AWS Public Sector Blog

Getting started with a healthcare data lake

Data related to healthcare, in both volume and variety, is undergoing a tremendous expansion. According to the International Data Corporation (IDC)¹ as of 2018 global healthcare data was estimated to be at 1,218 exabytes and expected to surge very rapidly with a compound annual growth rate (CAGR) of 36%. Further noted by IDC², managing this data poses significant challenges for the healthcare industry due to a myriad of issues ranging from technical heterogeneity to difficulties with maintaining proper levels of security and privacy. These are obstacles that must be overcome though. As noted by Amazon and others in the jointly issued Cloud Healthcare Pledge: “the frictionless exchange of healthcare data, with appropriate permissions and controls, will lead to better patient care, higher user satisfaction, and lower costs across the entire health ecosystem.”

One of the best ways to tackle complicated data integration is through a data lake: a centralized, curated, and secured repository that stores all your data, both in its original form and prepared for analysis.
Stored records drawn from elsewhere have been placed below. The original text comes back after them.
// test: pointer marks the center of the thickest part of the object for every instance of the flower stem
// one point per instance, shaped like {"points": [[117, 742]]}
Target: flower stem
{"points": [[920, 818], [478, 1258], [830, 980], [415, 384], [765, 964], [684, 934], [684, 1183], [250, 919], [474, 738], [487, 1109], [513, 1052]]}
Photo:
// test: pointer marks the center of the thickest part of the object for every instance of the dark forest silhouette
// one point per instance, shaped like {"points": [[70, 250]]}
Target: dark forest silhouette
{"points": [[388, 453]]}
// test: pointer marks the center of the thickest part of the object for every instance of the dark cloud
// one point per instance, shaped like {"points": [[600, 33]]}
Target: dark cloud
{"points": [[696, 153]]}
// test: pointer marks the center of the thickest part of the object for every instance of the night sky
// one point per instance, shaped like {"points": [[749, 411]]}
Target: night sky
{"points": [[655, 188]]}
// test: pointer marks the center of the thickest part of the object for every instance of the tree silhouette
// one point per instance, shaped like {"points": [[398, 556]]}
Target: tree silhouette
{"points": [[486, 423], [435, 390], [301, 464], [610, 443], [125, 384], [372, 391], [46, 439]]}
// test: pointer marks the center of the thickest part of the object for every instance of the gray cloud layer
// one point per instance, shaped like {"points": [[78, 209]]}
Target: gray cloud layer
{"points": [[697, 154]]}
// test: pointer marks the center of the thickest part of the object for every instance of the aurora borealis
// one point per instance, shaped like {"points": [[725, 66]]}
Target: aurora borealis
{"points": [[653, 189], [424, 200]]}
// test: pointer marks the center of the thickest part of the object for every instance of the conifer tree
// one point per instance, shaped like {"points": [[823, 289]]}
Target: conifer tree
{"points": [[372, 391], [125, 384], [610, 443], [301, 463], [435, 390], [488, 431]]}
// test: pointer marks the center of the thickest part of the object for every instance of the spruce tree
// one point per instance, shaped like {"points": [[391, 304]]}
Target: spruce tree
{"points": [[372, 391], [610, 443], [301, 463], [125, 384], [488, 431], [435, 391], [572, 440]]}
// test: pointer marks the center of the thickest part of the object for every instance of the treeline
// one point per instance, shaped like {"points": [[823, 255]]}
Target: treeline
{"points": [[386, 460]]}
A data lake enables you to break down data silos and combine different types of analytics, such as data warehousing, big data processing, or operational analytics, to gain insights and guide better business decisions.

In healthcare, while there are some early wins in building data lakes, such as Grand River Hospital, cloud adoption is still in its nascency. When I’m helping my customers begin their cloud journey, I always share the session on “Leading Your Team Through a Cloud Transformation” which provides highly prescriptive guidance on getting started. These insights align with our Cloud Transformation Maturity Model where we identify four key stages of adoption—project, foundation, migration, and optimization—and recommends establishing a dedicated “two-pizza team” to tackle your first significant workload and lay the strong foundation for broader cloud adoption at all organizational levels.

In this post, I provide a step-by-step guide to create a first iteration of building a data lake as your organizations initial significant project. Our starting goal is to take a message in one format and automatically convert it to another. To minimize costs and ongoing administration, and ensure accessibility to everyone, we rely on open source and serverless technologies. Additionally, all of our end artifacts are deployed through infrastructure as code using AWS CloudFormation.

For our initial message conversion, we’ll reformat HL7 v2 messages from Encoding Rules 7 (ER7, aka. “Pipehat”) into JSON. HL7’s Version 2.x (V2) messaging standard is the workhorse of electronic data exchange in the clinical domain and arguably the most widely implemented standard for healthcare in the world. 95% of US healthcare organizations use HL7 V2.x and more than 35 countries have HL7 V2.x implementations.

“First sprint” architecture

For our first set up, we:

  1. Ingest HL7 v2.x messages in ER7 format into the “raw zone” of our data lake through a direct file upload. One of the important characteristics of a data lake is that we typically preserve data as-it-was for auditability.
  2. On receiving the file in the raw zone, we trigger a Lambda function to do the transformation.
  3. The Lambda function will do the reformatting making use of the open source “HL7apy” HL7 2.x parsing library as a Lambda Layer.
  4. On successful reformatting the object is placed into the “staging zone” of our data lake; on failure, we put it in the “error zone”.
  5. With the data now in a standard format, we can view and query it using tools such as Amazon Athena.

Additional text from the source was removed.